The format of the discussion will be a roundtable discussion with opening remarks by Mahir Polat.

To register, please email contact@angloturkishsociety.org.uk

Event Speakers

Mr Mahir Polat

Key Speaker

Istanbul Metropolitan Municipality – Deputy General Secretary (culture, arts, education and social services) Born in 1976 in Erzincan, Turkey. Mahir graduated from the Department of Archaeology and History of Art at Istanbul University Faculty of Letters in 2002. In the following year, he started his master’s degree in Architectural History at the Istanbul Technical University. In 2008, he completed his postgraduate education with his thesis on the curatorial activities of museums at the Department of Museology - Department of Art and Design, Institute of Social Sciences, YTU. He lectured in the same department on cultural heritage legislation as a visiting lecturer between 2011 and 2015. He continues his doctoral thesis focused on religious cultural heritage, which he started in 2009 at the Istanbul University. In 2005, he started to work in the General Directorate of Foundations. He worked as the Museum Director at Akaretler Atatürk Museum between 2014-2016 and at the Turkish Construction and Art Works Museum between 2016-2019. During this period, he took part in numerous museum installations and restoration works. Mahir has worked in the fields of historical cultural environment protection, museum science, religious cultural social history, social memory and architectural history. He is a member of the Board of Trustees of the History Foundation and a member of Europa Nostra Turkey, Foundation Experts Association and SODEV.

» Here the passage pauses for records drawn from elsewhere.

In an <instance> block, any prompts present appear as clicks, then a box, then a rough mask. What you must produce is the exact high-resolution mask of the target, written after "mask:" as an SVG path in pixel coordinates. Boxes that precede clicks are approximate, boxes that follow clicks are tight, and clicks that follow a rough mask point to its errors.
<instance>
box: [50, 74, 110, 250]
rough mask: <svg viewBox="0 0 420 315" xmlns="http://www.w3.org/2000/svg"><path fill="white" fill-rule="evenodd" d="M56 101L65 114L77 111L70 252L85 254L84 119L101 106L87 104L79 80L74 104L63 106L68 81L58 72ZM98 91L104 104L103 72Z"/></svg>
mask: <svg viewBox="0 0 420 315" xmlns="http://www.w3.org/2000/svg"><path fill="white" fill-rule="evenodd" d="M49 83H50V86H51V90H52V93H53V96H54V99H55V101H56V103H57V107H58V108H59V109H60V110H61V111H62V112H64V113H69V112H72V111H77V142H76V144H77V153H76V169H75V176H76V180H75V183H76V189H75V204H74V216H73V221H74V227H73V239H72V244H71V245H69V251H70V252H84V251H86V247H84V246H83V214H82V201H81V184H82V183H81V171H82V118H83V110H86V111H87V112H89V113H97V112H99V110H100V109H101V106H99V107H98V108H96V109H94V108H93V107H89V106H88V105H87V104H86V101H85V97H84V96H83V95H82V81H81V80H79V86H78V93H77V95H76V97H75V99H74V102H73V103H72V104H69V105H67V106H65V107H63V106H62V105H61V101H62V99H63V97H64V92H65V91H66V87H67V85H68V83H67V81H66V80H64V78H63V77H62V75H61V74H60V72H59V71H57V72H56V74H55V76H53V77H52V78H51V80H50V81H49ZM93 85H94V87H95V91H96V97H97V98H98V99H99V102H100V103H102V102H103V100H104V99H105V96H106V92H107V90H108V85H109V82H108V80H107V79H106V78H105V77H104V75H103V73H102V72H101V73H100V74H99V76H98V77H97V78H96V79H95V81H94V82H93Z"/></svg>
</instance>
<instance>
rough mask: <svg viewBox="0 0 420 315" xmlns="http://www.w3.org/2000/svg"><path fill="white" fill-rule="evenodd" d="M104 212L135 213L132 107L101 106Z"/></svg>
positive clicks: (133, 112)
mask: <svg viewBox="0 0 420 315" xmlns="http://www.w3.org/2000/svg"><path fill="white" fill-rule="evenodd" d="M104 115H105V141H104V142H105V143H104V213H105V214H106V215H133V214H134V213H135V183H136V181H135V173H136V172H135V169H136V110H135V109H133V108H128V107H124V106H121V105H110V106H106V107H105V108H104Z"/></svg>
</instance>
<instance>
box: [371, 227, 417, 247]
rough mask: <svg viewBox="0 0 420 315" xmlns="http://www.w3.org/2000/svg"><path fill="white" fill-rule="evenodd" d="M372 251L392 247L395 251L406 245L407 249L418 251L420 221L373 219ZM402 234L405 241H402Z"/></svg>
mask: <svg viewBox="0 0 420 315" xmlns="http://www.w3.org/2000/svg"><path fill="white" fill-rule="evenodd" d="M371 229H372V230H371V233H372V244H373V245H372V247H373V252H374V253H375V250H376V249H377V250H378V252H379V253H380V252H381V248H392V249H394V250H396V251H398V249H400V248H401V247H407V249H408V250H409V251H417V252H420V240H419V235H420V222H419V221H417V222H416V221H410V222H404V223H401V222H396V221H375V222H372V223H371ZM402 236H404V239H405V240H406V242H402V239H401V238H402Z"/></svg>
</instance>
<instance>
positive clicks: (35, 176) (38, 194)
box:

Associate Professor Nihan Akyelken

Chair

University of Oxford; Official Fellow of Kellogg College of the University of Oxford Nihan is an Associate Professor in Sustainable Urban Development at the University of Oxford. She obtained her doctorate in Economic Geography from the University of Oxford, and her undergraduate and master degrees from the London School of Economics and Political Science in the areas of Economics and Philosophy and European Political Economy. Nihan’s research focuses on mobility, urban inequalities and access, infrastructure, labour and work.

Professor Jim Crow

Discussant

University of Edinburgh, Classical Archaeology Centre for Late Antique, Islamic and Byzantine Studies; and Chair of Council of Management at British Institute at Ankara Jim teaches Roman and Byzantine archaeology at the University of Edinburgh. He first travelled to Turkey when he was a student at Birmingham, continuing his research at Newcastle and Sofia Universities. In the late 1970s he was based in Ankara, with a Leverhulme Studentship followed by BIAA Research Fellowship where he travelled with David French along the Euphrates and was part of the first season at Tille. He was the director of excavations for the National Trust on Hadrian’s Wall from 1982-1989. He lectured at Warwick and Newcastle Universities before his current post at Edinburgh. In Turkey he has directed survey projects on the Black Sea and from 1994 in the west hinterland of Istanbul, surveying and documenting the Anastasian Wall and the Water Supply of Byzantine Constantinople.

İsmail Ertürk

Discussant

Cultural Economist; Senior Lecturer in Banking | Head of Management & Organisation Studies Group at Alliance Manchester Business School, The University of Manchester İsmail is the founding director of Cultura, an international advisory company on cultural industries that organised the first Gastro Economy Summit of Turkey in Istanbul. He has worked with the Creative Economy Programme of the United Nations Conference for Trade and Development (UNCTAD) and UNESCO on various international projects. İsmail joined the University of Manchester in January 1987, having worked previously for a merchant bank in Istanbul. From 1982-1983 he was a research fellow at Hull University. He then continued his postgraduate studies at New York University. He has taught corporate finance, bank financial management and international finance on both the School’s MBA and Executive Centre programmes.